Not for novices: surgeons speak out about safety

The swift rise of submandibular gland reduction has some surgeons concerned. “I didn’t do a submandibular gland reduction until I had done probably 200 facelifts,” says Dr. Locketz. “So, when I see fellows, who’ve only ever done five facelifts, attempting gland reduction, I worry for their patients.” Dr. Rosenberg agrees: “It's scary to think about young, inexperienced surgeons doing this,” he says. “They’re just starting out, they're nervous already, they're not used to treating problems—and this is the grandest of all problems if it bleeds.”

Dr. O’Daniel fears that submandibular gland surgery could “become the Brazilian butt lift [BBL] of the future, where complications are much more common.” He reminds me that the surgeons who first developed the BBL took a slow-and-steady approach, studying the procedure, practicing it, and performing it with caution. But as the BBL took off, and more surgeons began offering it—often without the necessary training—complications skyrocketed and the BBL earned a lethal reputation. Likewise, he says, the doctors who pioneered gland reduction decades ago were mostly meticulous and unhurried, but with the procedure now exploding, danger looms. “The risk absolutely outweighs the benefit if you’re not prepared,” he says.

When consulting with board-certified plastic surgeons and facial plastic surgeons, inquire about their training and how frequently they perform gland contouring. Ideally, they learned the basics in residency or fellowship and have subsequently evolved their skills by observing veteran surgeons operate, participating in cadaver labs, and attending lectures on the topic. Ask to see examples of their work—necks with glands treated as well as those with glands untouched. Surgeons can also simulate both scenarios on you by lifting with their fingers.

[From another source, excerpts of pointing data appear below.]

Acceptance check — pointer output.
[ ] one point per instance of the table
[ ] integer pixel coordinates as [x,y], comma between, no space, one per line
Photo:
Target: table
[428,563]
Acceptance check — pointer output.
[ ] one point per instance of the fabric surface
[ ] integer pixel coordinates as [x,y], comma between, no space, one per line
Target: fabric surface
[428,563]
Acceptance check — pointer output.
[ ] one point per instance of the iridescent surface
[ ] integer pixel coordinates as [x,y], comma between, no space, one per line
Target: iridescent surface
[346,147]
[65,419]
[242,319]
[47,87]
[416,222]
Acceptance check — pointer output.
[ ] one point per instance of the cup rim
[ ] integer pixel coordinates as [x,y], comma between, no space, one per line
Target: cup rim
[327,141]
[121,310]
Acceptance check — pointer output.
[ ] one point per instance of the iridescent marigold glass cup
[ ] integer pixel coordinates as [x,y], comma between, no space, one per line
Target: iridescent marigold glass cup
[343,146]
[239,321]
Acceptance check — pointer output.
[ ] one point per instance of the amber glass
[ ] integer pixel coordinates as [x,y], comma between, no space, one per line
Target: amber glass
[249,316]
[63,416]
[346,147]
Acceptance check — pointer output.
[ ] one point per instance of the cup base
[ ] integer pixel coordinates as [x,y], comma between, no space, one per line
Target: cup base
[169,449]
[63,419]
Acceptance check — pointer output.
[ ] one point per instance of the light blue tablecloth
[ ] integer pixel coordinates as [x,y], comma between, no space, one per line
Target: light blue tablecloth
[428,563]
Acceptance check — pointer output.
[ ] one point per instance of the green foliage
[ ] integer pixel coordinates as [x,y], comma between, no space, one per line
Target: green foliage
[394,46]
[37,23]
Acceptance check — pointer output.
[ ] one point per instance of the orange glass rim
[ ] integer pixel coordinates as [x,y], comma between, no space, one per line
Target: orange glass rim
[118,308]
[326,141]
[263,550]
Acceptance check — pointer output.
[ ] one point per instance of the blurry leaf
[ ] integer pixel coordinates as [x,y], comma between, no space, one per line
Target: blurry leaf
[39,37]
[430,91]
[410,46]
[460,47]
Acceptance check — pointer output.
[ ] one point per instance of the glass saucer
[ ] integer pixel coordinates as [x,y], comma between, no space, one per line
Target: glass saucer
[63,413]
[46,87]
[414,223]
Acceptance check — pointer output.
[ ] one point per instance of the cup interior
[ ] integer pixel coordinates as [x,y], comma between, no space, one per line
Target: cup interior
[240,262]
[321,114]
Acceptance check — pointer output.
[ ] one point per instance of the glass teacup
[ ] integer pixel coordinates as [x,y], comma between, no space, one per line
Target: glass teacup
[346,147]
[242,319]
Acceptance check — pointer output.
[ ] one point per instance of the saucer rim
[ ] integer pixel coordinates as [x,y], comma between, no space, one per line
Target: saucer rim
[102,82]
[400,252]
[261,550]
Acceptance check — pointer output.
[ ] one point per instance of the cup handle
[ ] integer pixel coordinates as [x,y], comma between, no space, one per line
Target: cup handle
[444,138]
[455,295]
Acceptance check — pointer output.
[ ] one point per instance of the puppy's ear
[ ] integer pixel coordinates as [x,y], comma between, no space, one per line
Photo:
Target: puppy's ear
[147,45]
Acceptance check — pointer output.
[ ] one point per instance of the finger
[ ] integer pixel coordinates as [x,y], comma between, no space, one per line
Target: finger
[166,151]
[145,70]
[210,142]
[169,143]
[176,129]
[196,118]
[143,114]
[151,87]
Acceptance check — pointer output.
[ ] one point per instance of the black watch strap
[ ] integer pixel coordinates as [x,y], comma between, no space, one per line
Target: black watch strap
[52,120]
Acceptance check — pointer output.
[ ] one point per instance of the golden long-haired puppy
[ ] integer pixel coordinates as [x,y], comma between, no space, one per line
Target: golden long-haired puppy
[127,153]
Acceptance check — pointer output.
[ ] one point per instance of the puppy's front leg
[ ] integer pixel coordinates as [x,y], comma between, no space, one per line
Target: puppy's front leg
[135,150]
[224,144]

Be aware that deep neck work can add about an hour to a facelift, which means a longer stretch in the operating room, more time under anesthesia, and a higher price tag. It can also prolong your recovery: It may take up to three months for swelling to recede and tissues to soften (versus closer to one month with a basic neck lift). Expect your surgeon to review the risks of surgery as well as “the likelihood of the risks in their hands,” notes Dr. Locketz, “because the rates of complications in the literature are generally underreported.”

Whatever you decide, make sure your expectations align with your surgeon’s. “It’s totally fine to leave the submandibular gland, even when it's large,” says Dr. Miotto. “It may limit the degree of definition we can achieve, but we can still make beautiful results.”